Sie unterbrach mich mit einer müden Geste. „Es ist unwichtig, wie du darauf gekommen bist. Du hast recht. Er ist mein Stiefsohn. Ich dachte, er sei tot, aber als er mir den Hut überreichte und ich ihn das erste Mal richtig ansah, fiel es mir wie Schuppen von den Augen. Deshalb will ich ihn um jeden Preis retten. Er ist das Einzige, was mir von meinem Mann geblieben ist."

Ich schüttelte den Kopf. „Nicht ganz." Dann erzählte ich ihr kurz von Mika. Dom mochte es ihr verheimlicht haben und vielleicht war es nicht rechtens von mir, ihn so zu hintergehen, aber ich hatte die meiste Zeit meines Lebens keine Familie gehabt und konnte einfach nicht darüber hinwegsehen. Es war an Mika zu entscheiden, ob er mit seiner Stiefmutter sprechen wollte oder nicht. Diese Entscheidung sollte niemand für ihn fällen. Auch nicht sein Bruder.

Ihr Gesicht hellte sich auf und verdüsterte sich schlagartig wieder. „Und ich habe ihn nicht erkannt. Nun, er war damals noch so klein. Er erinnert sich wahrscheinlich nicht mal an mich."

„Ich werde alles unternehmen, um Dom zu retten. Das bin ich ihm schuldig. Aber im Gegensatz solltet Ihr versuchen, Eure Familienverhältnisse wieder ins Reine zu bringen. Glaubt mir. Jemand, der wie ich ohne Familie aufgewachsen ist, weiß, wovon er spricht."

Sie nickte und lächelte mich offen und ehrlich an.
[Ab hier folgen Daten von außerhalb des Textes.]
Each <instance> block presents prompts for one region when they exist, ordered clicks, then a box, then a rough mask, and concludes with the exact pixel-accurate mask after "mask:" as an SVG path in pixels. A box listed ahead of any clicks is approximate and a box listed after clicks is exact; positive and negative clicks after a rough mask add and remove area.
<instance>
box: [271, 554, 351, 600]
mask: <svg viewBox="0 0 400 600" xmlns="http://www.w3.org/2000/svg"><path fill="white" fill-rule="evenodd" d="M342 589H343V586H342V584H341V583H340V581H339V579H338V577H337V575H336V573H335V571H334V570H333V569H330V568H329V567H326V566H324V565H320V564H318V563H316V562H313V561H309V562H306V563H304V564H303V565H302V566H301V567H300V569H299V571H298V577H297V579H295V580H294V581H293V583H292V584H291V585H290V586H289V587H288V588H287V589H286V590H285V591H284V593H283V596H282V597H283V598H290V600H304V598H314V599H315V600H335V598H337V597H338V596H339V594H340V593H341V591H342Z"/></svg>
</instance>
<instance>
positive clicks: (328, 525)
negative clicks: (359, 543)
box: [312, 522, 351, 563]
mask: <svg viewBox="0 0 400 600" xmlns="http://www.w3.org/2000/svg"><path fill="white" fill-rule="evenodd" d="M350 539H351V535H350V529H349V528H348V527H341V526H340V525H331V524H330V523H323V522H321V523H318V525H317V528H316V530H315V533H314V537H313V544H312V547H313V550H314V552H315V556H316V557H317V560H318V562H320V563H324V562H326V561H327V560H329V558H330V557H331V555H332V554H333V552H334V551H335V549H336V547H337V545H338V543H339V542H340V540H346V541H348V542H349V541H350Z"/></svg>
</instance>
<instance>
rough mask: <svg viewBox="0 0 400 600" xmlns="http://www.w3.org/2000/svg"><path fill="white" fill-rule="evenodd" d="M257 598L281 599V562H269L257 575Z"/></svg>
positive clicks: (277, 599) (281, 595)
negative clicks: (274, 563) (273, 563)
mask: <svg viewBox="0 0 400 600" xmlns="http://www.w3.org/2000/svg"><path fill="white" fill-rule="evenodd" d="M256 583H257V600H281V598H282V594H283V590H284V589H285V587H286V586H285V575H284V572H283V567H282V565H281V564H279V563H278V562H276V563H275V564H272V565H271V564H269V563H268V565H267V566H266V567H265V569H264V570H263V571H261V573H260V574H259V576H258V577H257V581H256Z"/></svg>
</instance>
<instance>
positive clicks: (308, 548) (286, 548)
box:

Ich musste meine restlichen Gedanken nicht laut aussprechen. Sie wusste sie sowieso. Sie war wie ich. Jemand, dem es in erster Linie darum ging, sein eigenes Leben zu retten.

„Ich merke schon, dass Aöwe und Senn gute Freunde werden können. Aber du irrst dich."

Ich runzelte die Stirn. In welcher Hinsicht?

„Wir glauben egoistisch zu sein, aber für die Menschen in unserem Herzen würden wir sterben." Mit diesen Worten löste sie meine Handschellen und öffnete die Tür.

„Kommst du?", rief sie, als ich immer noch wie erstarrt im Zimmer des Kapitäns verweilte.

Ich warf einen letzten Blick auf den reglos daliegende Mann und straffte mich. Dann verließ ich ebenfalls den Raum.